Я забрался туда, устроился на середине сиденья. Слева от меня уселся подполковник Густышев, справа втиснулся еще один широкоплечий мужчина в серо-зеленой куртке. За рулем остался тот, кто проверял «наган». Первым делом он отключил моего Антона, потом запустил двигатель. Джип, закрывавший путь, окутался паром, развернулся на месте, покатил вперед. Вслед за ним двинулись и мы.

Я думал, что мы выедем на шоссе и направимся в ближайший город, но наша небольшая колонна — два «Титана», «Церера» между ними, — словно продолжая маршрут моего бегства, еще добрых полчаса петляла по каким-то лесным дорогам. Гэбэшники хранили молчание, а мне не хотелось ни о чем их спрашивать.

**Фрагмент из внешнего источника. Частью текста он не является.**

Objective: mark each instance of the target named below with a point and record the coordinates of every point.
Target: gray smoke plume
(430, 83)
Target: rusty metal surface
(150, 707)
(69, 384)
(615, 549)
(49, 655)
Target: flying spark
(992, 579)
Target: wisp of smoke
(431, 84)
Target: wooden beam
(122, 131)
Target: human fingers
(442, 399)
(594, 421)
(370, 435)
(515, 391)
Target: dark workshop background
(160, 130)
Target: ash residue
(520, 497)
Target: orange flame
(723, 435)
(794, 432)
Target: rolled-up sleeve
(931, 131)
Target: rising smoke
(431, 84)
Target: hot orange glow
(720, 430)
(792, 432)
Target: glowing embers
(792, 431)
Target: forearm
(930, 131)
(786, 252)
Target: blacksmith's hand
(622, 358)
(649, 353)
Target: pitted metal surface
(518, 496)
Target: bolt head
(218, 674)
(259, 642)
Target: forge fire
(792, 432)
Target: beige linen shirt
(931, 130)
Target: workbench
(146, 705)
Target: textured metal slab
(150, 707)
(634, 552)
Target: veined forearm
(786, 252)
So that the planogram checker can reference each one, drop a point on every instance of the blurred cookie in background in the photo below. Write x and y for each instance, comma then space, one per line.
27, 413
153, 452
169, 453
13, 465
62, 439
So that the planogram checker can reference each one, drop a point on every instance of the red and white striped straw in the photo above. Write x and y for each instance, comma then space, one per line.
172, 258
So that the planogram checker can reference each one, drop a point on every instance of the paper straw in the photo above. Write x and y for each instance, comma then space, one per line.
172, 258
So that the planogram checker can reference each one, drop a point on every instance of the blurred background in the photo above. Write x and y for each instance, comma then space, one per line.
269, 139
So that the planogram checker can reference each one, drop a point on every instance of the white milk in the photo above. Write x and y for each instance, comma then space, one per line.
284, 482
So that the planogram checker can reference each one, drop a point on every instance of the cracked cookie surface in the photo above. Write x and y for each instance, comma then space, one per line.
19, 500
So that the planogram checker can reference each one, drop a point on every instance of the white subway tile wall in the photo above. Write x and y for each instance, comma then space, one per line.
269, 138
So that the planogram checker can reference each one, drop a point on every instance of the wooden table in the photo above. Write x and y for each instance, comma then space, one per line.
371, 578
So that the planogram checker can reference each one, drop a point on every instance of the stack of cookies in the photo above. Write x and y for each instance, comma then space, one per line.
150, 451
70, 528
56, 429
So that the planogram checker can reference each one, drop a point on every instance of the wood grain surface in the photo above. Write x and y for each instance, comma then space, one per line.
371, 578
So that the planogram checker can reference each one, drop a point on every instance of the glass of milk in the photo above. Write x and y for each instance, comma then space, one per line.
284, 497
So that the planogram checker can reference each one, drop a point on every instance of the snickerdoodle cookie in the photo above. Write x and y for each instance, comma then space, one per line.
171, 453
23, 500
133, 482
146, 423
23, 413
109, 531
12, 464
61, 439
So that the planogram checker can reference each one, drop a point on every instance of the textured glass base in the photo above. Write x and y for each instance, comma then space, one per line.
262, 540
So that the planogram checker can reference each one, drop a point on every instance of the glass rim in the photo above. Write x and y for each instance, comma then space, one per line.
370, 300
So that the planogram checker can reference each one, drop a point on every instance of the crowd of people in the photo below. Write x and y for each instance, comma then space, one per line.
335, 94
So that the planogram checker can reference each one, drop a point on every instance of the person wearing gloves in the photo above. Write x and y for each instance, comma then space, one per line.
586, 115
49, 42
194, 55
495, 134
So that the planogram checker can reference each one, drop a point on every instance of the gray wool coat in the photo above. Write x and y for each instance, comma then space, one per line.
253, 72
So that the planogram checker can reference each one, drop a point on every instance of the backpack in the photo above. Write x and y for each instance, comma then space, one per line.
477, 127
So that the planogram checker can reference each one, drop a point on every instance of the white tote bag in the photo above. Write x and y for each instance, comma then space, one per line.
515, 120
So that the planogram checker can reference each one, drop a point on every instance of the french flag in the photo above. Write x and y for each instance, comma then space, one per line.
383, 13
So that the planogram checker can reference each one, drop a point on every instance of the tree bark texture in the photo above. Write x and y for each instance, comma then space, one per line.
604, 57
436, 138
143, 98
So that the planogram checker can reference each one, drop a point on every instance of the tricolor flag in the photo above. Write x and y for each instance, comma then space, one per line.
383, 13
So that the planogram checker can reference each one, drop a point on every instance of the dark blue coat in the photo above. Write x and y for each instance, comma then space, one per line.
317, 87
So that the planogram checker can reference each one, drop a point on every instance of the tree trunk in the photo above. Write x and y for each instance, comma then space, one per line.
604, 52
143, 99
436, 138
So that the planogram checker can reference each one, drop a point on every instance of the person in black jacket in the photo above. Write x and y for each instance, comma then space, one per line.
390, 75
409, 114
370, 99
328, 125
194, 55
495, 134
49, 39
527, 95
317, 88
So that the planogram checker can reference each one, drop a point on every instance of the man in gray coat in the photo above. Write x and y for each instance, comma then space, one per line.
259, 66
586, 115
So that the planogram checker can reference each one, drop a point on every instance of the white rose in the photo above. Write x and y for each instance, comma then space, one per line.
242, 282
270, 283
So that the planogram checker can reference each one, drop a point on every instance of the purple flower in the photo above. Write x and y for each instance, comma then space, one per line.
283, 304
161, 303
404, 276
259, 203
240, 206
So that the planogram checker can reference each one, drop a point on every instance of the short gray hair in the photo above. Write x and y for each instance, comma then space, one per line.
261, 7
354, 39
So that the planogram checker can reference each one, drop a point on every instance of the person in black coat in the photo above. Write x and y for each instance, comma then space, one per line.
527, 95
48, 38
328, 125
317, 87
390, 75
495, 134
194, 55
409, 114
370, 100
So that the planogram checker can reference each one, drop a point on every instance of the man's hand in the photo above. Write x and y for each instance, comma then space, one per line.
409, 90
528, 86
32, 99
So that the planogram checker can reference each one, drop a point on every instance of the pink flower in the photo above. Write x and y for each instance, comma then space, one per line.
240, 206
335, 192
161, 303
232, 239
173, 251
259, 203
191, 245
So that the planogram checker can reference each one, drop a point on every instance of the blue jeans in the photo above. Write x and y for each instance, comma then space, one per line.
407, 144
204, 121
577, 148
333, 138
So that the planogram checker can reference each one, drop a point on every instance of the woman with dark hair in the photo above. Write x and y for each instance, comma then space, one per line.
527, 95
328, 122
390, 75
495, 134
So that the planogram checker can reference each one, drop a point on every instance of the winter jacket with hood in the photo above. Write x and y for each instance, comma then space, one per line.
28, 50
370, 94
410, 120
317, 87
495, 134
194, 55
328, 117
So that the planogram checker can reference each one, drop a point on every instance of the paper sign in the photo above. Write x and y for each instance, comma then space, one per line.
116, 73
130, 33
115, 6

Внезапно перед нами открылась поляна, где стоял огромный военно-транспортный вертолет. Зияла пасть его грузового отсека с откинутой вниз створкой-челюстью. Головной «Титан» свернул в сторону, а «Церера» с ходу вкатила по этой наклонной створке в сводчатое чрево воздушного корабля. Встретившие нас внутри люди в синих комбинезонах и летных шлемах тут же закрепили мою машину специальными захватами. Створка-челюсть позади поднялась и захлопнулась. Взревели двигатели, гигантский корпус вертолета пронзила металлическая дрожь, за стеклами иллюминаторов забурлили белые струи пара. Мы оторвались от земли.

Подполковник, чуть улыбаясь, искоса наблюдал за мной. Как видно, ждал вопросов. Но я спросил только:

— Куда мы летим?

— В Москву.

Я кивнул и прикрыл глаза. Больше всего мне хотелось бы сейчас поспать хоть немного. Зачем выяснять заранее, в какой игре меня собираются использовать? Всё равно это будет чужая игра, в которой мне отводится роль пешки. Пространство моей свободы сузилось до последнего предела — до зазора между мощными торсами сдавивших меня стражей.

Но почему так случилось? Буржуазную идею свободы как простора для конкуренции я отверг еще в юности. Сам, добровольно, отказался лезть во всеобщую свалку. Свобода, которой я желал, означала для меня только независимость от общества. Я не хотел никому противостоять и в итоге оказался один против всех. Вернее, это они все оказались против меня, и злые бандиты, и ласковые гэбэшники. В смертную эпоху они бы, возможно, пропустили меня, позволили дотянуть в сторонке от их грызни куцее существование. В эпоху бессмертную — своеволие, подобное моему, как видно, стало для хозяев жизни нетерпимым.

Вертолет набрал высоту, лег на курс. Гремели турбины, со звонким посвистом рассекали воздух лопасти винтов. Под конец я всё же задремал.

Меня разбудил осторожным прикосновением деликатный подполковник Густышев:

— Тысяча извинений!

Я очнулся, с усилием сообразив, где нахожусь. Вертолет, подвывая, шел вертикально вниз и наконец, содрогнувшись, сел на бетонные плиты какого-то большого, похоже, военного, аэродрома. Двигатели начали стихать. Мы провели в воздухе добрых два часа.

Вертолетчики деловито освободили от захватов мою «Цереру», опустилась створка грузового отсека, мы съехали по ней задним ходом на летное поле. Вместо серо-стальных «Титанов» нас дожидались там два черных вытянутых лимузина вип-класса, на которых обычно раскатывают высокие чиновники и крупные дельцы. Один лимузин тут же вырулил вперед, другой пристроился сзади.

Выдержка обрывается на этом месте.